The Canadian Century: Moving out of America’s Shadow, by Brian Lee Crowley, Jason Clemens and Niels Veldhuis, spotlights a “Redemptive Decade” — from 1988 to 1998 — of smart fiscal policy by the Mulroney Conservatives and Chretien Liberals, years that saw the introduction of free trade and the GST, cuts to public spending and an overhaul of entitlement programs such as welfare and pensions.
The U.S. has done none of this work and, as a result, today Canada is poised to “find itself without peer in North America as a magnet for investment, for immigrants, for innovation and for growth.”
We’re in a position, the authors assert, to start offering lower tax rates than the U.S., a significant change from the past, when the U.S., with a smaller government and lower taxes, was always the more appealing place to invest.
But even if Canada takes advantage of this “enormous, historic opportunity,” and even if it manages to further diversify its trade, this country will remain overwhelmingly dependent on the Yanks for its continued well-being.
The reason? Canada does not function as a single economic entity: “We are a deeply integrated part of a continental economy and the border represents perhaps the single greatest threat to our ability to seize the opportunity” afforded by Canada’s fiscal standing.
And so, the three authors are recommending that Ottawa court the U.S. with a new offer of partnership that would feature:
– A jointly administered perimeter border around North America along with a Canada-U.S. customs union.
– A newly created governing body of MPs and members of Congress to manage binational issues, assisted by a tribunal to resolve cross-border disputes.
The pitch for closer integration — always controversial for Canadians, who fret about the destiny of mice who engage too closely with elephants — is not entirely new.
In the past, the notion has mostly gone nowhere because the U.S. government is so preoccupied elsewhere and the concept is likely to prove difficult politically in both countries.

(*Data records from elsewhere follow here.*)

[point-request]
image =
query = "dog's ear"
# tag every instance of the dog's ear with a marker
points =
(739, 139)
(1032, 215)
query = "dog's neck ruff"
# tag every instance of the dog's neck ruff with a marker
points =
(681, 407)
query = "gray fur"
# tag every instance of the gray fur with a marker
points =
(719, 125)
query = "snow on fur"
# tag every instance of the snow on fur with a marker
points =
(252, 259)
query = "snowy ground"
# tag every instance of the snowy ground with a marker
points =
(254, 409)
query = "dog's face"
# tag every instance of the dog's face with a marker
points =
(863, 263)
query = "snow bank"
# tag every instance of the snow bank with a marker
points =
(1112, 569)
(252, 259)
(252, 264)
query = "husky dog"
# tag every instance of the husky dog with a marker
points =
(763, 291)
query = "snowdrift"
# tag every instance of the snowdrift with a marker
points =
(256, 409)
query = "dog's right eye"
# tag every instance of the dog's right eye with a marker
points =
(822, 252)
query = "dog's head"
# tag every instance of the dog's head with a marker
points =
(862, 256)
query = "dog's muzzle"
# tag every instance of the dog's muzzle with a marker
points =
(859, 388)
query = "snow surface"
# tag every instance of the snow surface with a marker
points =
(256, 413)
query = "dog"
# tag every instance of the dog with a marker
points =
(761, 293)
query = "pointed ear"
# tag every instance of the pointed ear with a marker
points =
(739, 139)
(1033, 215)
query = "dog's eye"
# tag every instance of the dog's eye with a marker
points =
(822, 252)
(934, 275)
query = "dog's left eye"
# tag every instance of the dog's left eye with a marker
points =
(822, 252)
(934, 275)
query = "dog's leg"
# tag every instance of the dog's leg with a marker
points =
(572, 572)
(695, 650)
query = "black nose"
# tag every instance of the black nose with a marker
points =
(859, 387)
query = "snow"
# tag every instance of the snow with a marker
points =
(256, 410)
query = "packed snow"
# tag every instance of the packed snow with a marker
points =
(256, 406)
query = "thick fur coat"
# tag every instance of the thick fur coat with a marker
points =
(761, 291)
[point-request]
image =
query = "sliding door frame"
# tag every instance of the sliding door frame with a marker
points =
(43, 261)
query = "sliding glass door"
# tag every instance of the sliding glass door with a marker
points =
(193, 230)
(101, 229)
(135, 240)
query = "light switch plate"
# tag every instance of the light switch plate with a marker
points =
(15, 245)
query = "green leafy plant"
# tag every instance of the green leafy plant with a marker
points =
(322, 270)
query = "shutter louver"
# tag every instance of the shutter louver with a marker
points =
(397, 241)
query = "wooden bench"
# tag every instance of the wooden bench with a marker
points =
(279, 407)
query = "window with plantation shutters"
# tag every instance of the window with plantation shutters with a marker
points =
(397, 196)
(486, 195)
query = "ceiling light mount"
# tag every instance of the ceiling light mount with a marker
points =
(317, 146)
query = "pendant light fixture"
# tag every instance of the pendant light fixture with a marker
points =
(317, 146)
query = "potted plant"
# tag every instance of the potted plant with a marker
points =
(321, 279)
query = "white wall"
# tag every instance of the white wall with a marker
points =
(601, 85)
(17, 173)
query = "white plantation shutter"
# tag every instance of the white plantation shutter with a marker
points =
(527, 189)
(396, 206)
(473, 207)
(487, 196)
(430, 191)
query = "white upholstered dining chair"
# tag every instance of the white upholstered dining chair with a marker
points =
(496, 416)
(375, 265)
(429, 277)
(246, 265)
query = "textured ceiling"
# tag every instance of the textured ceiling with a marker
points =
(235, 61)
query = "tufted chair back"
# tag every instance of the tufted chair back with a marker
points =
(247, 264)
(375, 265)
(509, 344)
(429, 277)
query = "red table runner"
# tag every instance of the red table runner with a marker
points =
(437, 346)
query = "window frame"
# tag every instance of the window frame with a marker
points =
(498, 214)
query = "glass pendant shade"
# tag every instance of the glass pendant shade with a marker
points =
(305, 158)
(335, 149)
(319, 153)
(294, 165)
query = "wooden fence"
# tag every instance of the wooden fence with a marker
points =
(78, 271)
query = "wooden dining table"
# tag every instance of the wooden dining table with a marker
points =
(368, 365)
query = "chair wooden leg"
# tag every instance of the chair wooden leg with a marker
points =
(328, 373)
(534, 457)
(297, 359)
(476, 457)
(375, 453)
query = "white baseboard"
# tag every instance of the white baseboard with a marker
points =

Anyone who remembers the modest initiative Ottawa and Washington sponsored several years ago, the Security and Prosperity Partnership, understands how good intentions — in that case, an effort to harmonize business regulations and standards to expedite trade — can falter.
The SPP became so mired in politics, with nationalist lobbies on both sides of the border raising a stink, U.S. President Barack Obama killed it on coming to office.
The authors probably have a better chance of getting their ideas enacted on the book’s second major theme, Canada’s new-found ability to outmanoeuvre the U.S. when it comes to attracting North American investment.
The book praises Canada for efforts in the ’80s and ’90s that brought federal program spending from 21.7 per cent of GDP in 1994 down to 17.9 per cent by 1998.
But, worryingly, it notes that Ottawa lost its fiscal focus after 2000. Federal spending has jumped from 12.9 per cent in 2008 to 14.5 per cent today.
“There is substantial risk that current federal policy will undo the fiscal reforms of the Redemptive Decade. Indeed a great deal of the progress has already been undone,” the authors write.
The free-spending Harper Government clearly will need to stiffen its spine if it’s to preserve Canada’s hard-won fiscal advantage.